20120716

Oxford

I must have done well in my entrance exams because I won a scholarship.  A small group of us traveled to Oxford for the interview.  It was very cold at the time, and the only form of heat in the room I had been billeted in was a one-bar electric fire set into the wall.  I remember huddling around the fire with many layers of clothing and still feeling cold.  The chairs were upholstered with some hard, coarse material which had as much give in them as coconut door matting. And the nearest toilet and wash-room was down a flight of stairs and across the quad.  I understand that Oriel College has now gone soft with en-suite showers and central heating.

In spite of these (literal) inconveniences I look back at my time in Oxford with great thankfulness.

On going up for my first year I was allocated a room in the north-west corner of the Rhodes building, with the same one-bar electric fire, and nearest loo outside in the quad arrangement. But bliss, oh bliss: in the basement at the foot of our stairwell a wash-room with a concrete floor, several baths long enough to lay down in, open-plan showers with huge shower-roses supplied by 3/4" pipe work, and lashings of hot water.  Everything in one room, open-plan style, but that didn't faze me. To this day this sort of arrangement has been my prototype for the ideal bathroom. Regrettably no one else agrees.

The Rhodes Building - my room was on the first floor to the left

My next door neighbour, Neil Mapley, was a self confessed pyromaniac. More to suppress the traffic noise than to create a warmer environment our windows had sliding "double" glazing panels on the inside.  I remember Neil putting bits of paper in the space between the window proper and this sliding panel and lighting them - I tried to stop him...  I enjoyed several walking holidays and one sailing holiday with him: he's the one with the generous mop of hair in my pictures below. Sadly Neil was killed in a motor-bike accident in Africa a number of years ago.

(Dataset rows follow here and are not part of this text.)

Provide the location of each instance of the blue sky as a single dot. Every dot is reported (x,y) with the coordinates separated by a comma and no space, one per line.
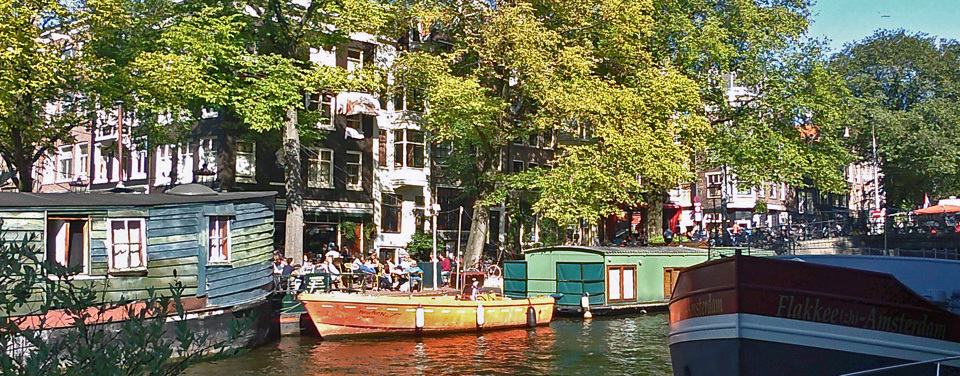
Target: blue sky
(847,21)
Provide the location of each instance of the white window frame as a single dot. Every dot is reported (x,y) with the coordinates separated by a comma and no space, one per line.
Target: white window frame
(223,253)
(207,155)
(112,244)
(316,162)
(246,161)
(324,104)
(83,160)
(714,179)
(61,241)
(65,164)
(738,188)
(349,168)
(354,64)
(138,164)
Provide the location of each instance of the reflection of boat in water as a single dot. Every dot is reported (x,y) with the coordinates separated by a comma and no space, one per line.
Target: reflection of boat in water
(814,315)
(337,314)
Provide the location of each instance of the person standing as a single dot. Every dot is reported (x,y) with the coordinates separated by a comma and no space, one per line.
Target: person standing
(445,268)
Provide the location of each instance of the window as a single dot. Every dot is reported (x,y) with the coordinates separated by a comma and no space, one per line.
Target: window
(320,171)
(138,165)
(83,160)
(669,280)
(744,189)
(409,100)
(322,103)
(67,243)
(185,163)
(65,163)
(390,213)
(207,153)
(354,59)
(714,185)
(621,283)
(774,190)
(548,139)
(408,148)
(246,161)
(382,148)
(126,244)
(354,167)
(218,236)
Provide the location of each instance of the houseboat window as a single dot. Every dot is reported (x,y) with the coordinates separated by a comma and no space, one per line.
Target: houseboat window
(669,280)
(246,161)
(621,283)
(66,243)
(127,244)
(320,171)
(354,169)
(219,240)
(390,214)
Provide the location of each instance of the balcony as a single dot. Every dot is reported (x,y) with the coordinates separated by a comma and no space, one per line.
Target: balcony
(405,176)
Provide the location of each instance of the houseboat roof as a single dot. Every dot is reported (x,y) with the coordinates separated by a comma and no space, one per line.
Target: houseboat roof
(97,199)
(625,251)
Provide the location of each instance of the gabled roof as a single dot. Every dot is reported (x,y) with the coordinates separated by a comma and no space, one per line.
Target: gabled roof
(96,199)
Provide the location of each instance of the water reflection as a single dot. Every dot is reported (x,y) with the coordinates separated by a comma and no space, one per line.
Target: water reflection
(626,345)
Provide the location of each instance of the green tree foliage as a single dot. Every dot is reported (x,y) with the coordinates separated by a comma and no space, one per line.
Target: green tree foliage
(41,293)
(906,87)
(40,72)
(638,82)
(420,246)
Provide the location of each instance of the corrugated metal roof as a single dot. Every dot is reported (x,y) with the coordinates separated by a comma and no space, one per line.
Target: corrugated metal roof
(625,251)
(97,199)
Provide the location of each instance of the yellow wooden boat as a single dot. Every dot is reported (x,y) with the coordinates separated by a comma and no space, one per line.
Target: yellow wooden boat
(340,314)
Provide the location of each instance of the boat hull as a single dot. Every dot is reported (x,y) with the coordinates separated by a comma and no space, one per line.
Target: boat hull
(339,315)
(759,316)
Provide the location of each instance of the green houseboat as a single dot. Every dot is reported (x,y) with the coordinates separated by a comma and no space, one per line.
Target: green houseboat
(219,246)
(615,279)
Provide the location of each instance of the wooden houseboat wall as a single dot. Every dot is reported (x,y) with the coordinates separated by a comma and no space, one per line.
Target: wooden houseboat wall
(615,278)
(176,240)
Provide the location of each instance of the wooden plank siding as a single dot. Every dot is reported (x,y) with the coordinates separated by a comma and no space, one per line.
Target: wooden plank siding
(176,249)
(250,269)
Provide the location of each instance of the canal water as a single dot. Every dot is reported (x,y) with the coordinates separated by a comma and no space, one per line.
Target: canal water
(632,345)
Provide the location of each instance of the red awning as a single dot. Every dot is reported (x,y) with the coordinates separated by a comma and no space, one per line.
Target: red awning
(938,209)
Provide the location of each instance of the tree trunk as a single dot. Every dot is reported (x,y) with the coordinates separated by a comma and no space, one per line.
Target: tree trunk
(655,215)
(478,236)
(293,244)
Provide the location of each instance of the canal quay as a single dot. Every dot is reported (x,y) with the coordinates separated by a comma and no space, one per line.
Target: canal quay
(628,345)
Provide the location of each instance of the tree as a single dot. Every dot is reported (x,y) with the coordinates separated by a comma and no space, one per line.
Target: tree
(905,87)
(32,290)
(41,72)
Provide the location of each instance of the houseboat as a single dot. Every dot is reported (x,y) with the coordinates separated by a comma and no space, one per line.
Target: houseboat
(614,279)
(217,245)
(816,315)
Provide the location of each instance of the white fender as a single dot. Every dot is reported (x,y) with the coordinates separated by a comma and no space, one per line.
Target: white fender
(420,318)
(480,316)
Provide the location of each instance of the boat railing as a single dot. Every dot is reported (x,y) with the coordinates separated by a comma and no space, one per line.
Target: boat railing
(939,362)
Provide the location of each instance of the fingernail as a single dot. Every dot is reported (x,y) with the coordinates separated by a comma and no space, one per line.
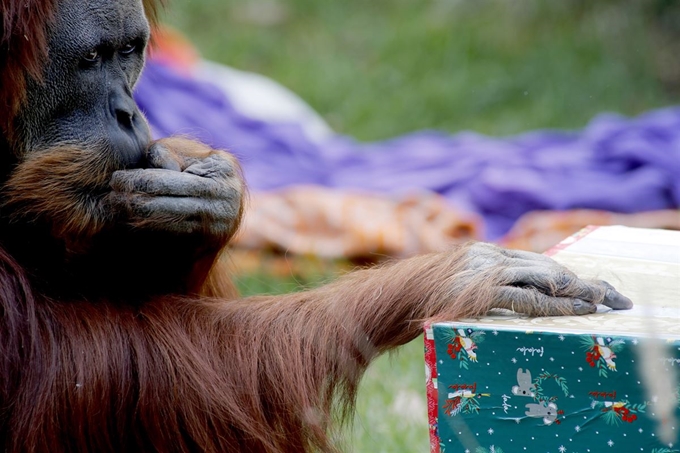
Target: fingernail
(582,307)
(617,300)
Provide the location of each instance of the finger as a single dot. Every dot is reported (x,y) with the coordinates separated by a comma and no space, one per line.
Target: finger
(528,256)
(182,215)
(555,281)
(535,303)
(159,182)
(217,165)
(615,299)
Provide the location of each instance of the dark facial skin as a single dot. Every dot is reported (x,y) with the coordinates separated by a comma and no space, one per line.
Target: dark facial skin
(99,207)
(96,53)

 Neil Mapley and Mike Attwood descending Helvellyn to the Striding Edge

Neil Mapley and Ranolph Poole on the Norfolk Broads

The 2011 edition of the Oriel College Record article "100 years of the Rhodes Building: its creation and a re-appraisal" reveals that the building was opened in 1911.  I had always assumed it was much older.

Recent picture of the front of the Rhodes Building - my room's window is highlighted

The building is famed for its statues with Cecil himself in South African garb taking the highest position. The inscription beneath his statue reads (when translated from the Latin) "From the great generosity of Cecil Rhodes".  The enlarged letters are a chronogram giving the date of construction, 1911, in roman numerals but involving a little "poetic" license as explained here.